Loss of Fullness- Muscle fullness is an obvious characteristic of a bodybuilder’s physique. The first question one should ask is “is this condition needed in the building process or is it more for the final visual package?” The second question to ask is, “does this condition continue to increase or is it finite just as muscle development is?” It should be noted that the answer is that those physical components of the muscle that maintain this condition are temporary. They can simply be developed within a few days to a few weeks for maximum development. On the other hand, solid muscle tissue does not disappear within a few days or even weeks. It is those non- contractile components of muscle that can be reduced or increased by training, diet, and supplements for the “finished” look.
Bulking- There is no doubt one may concentrate on getting bigger by eating too much along with hard and heavy training. The result is a large physique with too much body fat to exhibit muscle developed in the process. Body fat can be reduced, but it does take much longer to do without losing muscle in the process. Unlike building up the non-contractile components of the muscle to give one a full look.
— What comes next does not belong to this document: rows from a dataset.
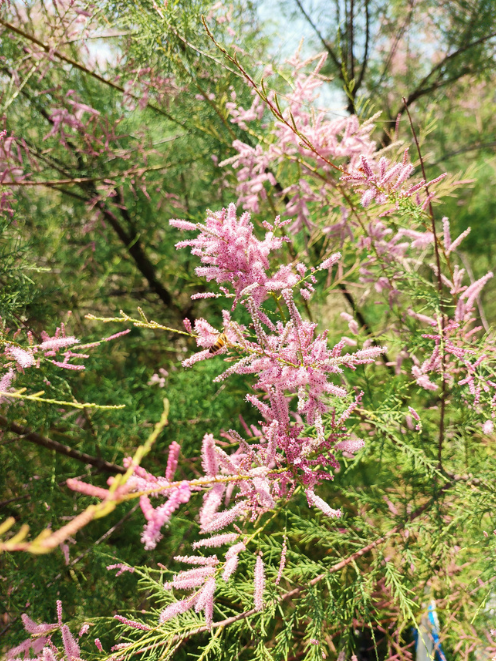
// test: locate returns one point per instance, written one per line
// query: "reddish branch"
(33, 437)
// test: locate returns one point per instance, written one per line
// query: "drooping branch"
(43, 441)
(425, 86)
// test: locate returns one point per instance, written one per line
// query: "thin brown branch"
(33, 437)
(321, 37)
(81, 67)
(423, 89)
(366, 48)
(440, 291)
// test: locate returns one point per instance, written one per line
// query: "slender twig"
(324, 41)
(332, 570)
(33, 437)
(423, 88)
(440, 290)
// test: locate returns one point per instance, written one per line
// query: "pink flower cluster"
(341, 138)
(41, 642)
(454, 356)
(17, 358)
(297, 381)
(386, 181)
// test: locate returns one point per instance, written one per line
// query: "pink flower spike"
(259, 584)
(488, 427)
(330, 261)
(282, 562)
(56, 343)
(23, 358)
(209, 459)
(132, 623)
(197, 560)
(225, 518)
(172, 459)
(121, 567)
(216, 540)
(351, 446)
(176, 608)
(183, 224)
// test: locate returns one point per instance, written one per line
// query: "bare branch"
(33, 437)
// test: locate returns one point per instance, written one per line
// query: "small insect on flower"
(220, 342)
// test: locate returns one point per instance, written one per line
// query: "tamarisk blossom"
(42, 644)
(386, 181)
(336, 139)
(232, 253)
(23, 358)
(282, 562)
(259, 584)
(288, 359)
(454, 355)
Honesty with one’s physique may be difficult. Using photos, the pinch test, or the jump test can all help in analyzing the physique. After getting to a certain point, one should trim down and see what they have developed from their strength training. Dieting down so as not to lose muscle developed in the process. Realizing that if the individual has never been very lean, they may not be able to maintain all their muscle gains to get the look they want.
With each argument against training for strength there are partial truths and reasoning that when first viewed can be misleading. True, heavy weights can become dangerous, hence the use of higher rep ranges or slower reps or even multiple sets or using techniques like pre-exhaustion can reduce the total weight load. Being honest and taking responsibility about how one is training and dieting will go along way into developing their potential to it’s maximum. Blaming the training program is so often the case with training that it is difficult to inspire anyone to get big and strong if gains do not transpire fast enough. If still in doubt, think about it, how many really small guys can consistently squat 405x20, press 200x10, chinup 100x12, etc, in a regular workout without excessive rest between sets, not using supportive gear, and using full range of motion?